Team Conflict Resolution Interventions. Standing at a Crossroads.
An interesting article for you,
Mthimkhulu International has had amazing successes in clearing Workplace Conflict - in Eskom, through the Celebrating Humanity programme.
Talk straight, talk clearly and talk with respect.
As the lift descended the two Zulu ladies made their observations of my well-rounded figure...
"Hawu! We sisi! Uwubonile umkhaba? (Gee Sister have you noticed the stomach.)
"Yebo, ngiwubonile. Yinkinsela yempela - sengathi inemali eningi!" (Yes, I have noticed it. Clearly a wealthy person - I'd imagine he has plenty of money.)

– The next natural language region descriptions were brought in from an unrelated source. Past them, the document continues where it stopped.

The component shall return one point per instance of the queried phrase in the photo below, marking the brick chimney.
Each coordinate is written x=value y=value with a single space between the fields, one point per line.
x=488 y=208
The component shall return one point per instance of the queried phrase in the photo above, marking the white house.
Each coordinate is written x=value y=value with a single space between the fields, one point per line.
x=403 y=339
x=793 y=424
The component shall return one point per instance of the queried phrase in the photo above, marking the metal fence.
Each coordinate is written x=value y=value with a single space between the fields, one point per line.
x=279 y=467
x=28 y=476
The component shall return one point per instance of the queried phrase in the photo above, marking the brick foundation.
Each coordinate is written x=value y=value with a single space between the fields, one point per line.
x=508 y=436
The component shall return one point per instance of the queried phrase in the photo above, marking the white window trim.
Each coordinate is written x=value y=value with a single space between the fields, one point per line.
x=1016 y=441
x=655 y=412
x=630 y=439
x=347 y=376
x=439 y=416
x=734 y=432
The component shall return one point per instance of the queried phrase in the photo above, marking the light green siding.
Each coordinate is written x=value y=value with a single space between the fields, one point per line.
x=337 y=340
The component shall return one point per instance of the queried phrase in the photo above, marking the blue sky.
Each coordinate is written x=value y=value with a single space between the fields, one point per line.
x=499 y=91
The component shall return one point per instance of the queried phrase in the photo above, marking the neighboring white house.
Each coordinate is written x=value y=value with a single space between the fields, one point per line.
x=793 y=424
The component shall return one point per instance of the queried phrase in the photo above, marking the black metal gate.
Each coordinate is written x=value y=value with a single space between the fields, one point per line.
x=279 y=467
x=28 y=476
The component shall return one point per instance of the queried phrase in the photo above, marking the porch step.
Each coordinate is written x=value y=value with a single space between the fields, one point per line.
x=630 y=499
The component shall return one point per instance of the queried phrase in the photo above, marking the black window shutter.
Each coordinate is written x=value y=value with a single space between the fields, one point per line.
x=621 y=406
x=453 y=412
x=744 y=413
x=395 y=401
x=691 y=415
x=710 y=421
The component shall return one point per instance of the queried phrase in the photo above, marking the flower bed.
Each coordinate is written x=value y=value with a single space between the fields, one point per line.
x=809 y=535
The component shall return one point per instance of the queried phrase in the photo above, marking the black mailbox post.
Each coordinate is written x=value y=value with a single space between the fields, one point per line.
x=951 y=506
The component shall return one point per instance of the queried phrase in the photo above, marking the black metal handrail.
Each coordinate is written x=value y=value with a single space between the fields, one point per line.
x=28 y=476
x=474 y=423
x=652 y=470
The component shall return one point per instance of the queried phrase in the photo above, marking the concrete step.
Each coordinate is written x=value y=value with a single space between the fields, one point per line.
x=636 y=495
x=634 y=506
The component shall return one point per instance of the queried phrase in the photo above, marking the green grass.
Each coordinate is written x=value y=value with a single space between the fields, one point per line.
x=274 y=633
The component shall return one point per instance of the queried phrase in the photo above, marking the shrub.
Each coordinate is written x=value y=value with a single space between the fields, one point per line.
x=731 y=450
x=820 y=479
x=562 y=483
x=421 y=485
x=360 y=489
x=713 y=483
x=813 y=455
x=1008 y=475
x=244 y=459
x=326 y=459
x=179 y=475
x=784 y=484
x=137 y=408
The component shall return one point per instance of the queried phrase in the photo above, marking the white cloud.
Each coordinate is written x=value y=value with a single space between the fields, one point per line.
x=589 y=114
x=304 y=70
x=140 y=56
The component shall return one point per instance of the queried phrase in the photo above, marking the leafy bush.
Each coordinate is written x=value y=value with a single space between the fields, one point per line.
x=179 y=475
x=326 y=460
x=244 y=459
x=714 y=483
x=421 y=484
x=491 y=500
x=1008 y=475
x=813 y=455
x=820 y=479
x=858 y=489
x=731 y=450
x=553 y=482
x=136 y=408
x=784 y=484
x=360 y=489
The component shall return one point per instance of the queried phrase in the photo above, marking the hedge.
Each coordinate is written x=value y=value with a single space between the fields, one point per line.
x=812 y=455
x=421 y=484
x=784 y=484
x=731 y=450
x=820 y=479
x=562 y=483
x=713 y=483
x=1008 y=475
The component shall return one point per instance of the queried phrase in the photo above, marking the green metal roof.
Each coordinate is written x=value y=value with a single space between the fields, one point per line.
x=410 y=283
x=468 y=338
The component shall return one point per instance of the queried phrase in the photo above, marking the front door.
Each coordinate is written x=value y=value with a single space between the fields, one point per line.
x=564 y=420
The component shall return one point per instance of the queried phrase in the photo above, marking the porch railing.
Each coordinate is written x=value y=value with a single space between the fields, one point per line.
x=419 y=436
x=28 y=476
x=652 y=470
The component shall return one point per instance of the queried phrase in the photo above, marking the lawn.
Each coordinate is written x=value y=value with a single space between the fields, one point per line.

All this gossip happened in front of me, as they innocently watched the floor indicator panel. I bided my time and as the two ladies prepared to leave the lift,
I spoke to them in Zulu. "Sobuye sibonane bomama." (I will see you ladies around some time.)
"Hawu! Hawu!" They squealed in shock. "We didn’t know that you could speak Zulu!"
The event reminded me of similar events where people use their "superior" use of language to make negative observations of people.
Many years ago I used the services of a UK born dentist. I had an afternoon session with him. I had earlier washed my mouth out at a supermarket rest-room after eating a sandwich for lunch. It was not enough. He peered into my mouth and pronounced to his assistant, "It is a foggy day in Liverpool."
In his English way he had said that I had not brushed my teeth. I was very embarrassed and he lost me as a client and a number of others who I spoke to about the event.
In a recent training course my beautiful Hindu wife and I were subjected to abuse from a small group of England-born delegates. In loud and profane tones they proceeded to malign the "Indians" and their "ability to speak the truth". This in the round about and sarcastic manner of certain English people. Very little is said directly.
We are however well travelled and understood perfectly. As facilitators we have to be fair, pleasant and respectful to all of our delegates. Any mention of their meanness would reduce the programme to a series of personal attacks. It took us both a lot of internal and interpersonal talk to get close to our normal warm level of communication.
At an earlier course three of the many Afrikaners, on a Celebrating Humanity© course, walked into the conference venue and made similar attacks on Arthie and the programme itself. This time it was in Afrikaans. They too never believed that we could understand and speak their language. Their embarrassment was very visible as the programme unfolded with both of us speaking English, Zulu and Afrikaans.
Numerous African people from our many language groups speak of the way certain English speaking South Africans "Shaya ‘ma angles." (To speak indirectly and in a round about way.) It is an old English habit to lighten the criticism and talk around a challenge, so as not to hurt feelings. Often the hurt is greater because no-one besides the speaker understands the true message until much later.
Some people find it necessary to joke in sexual manner. Their jokes are often below the belt and cause great embarrassment to their colleagues and friends who do not discuss these matters outside of their bedrooms. Most African and Eastern groups do not appreciate such jokes. Others try to get their laughs by bringing down "groups" of people. By race, by colour, by language, by religion and even by hair colour.
The message here is all about respect.
When we isolate ourselves into our common groups and use our cleverness to "secretly" or "publicly" attack others, we damage our ability to develop good working relationships.
When we try not "to hurt others feelings", we often cause more pain than we would have by straight talk and without rancour.
When we use our own "language" to communicate our jealousy or meanness towards those who communicate in other languages, we often isolate ourselves.
When we joke in a manner that is sexual or which brings down other people, we bring ourselves, the listeners and our country down.
We live in a wonderful multi-lingual, multi-cultural and multi-spiritual land. All of our people have a right to respect and dignity. All of us have a duty to be respectful and dignified.
One huge step of our journey, to a united land, will take place when begin to tell funny jokes that do not demean, or disrespect other people. And another gigantic step will take place when we talk straight, talk clearly and talk with respect.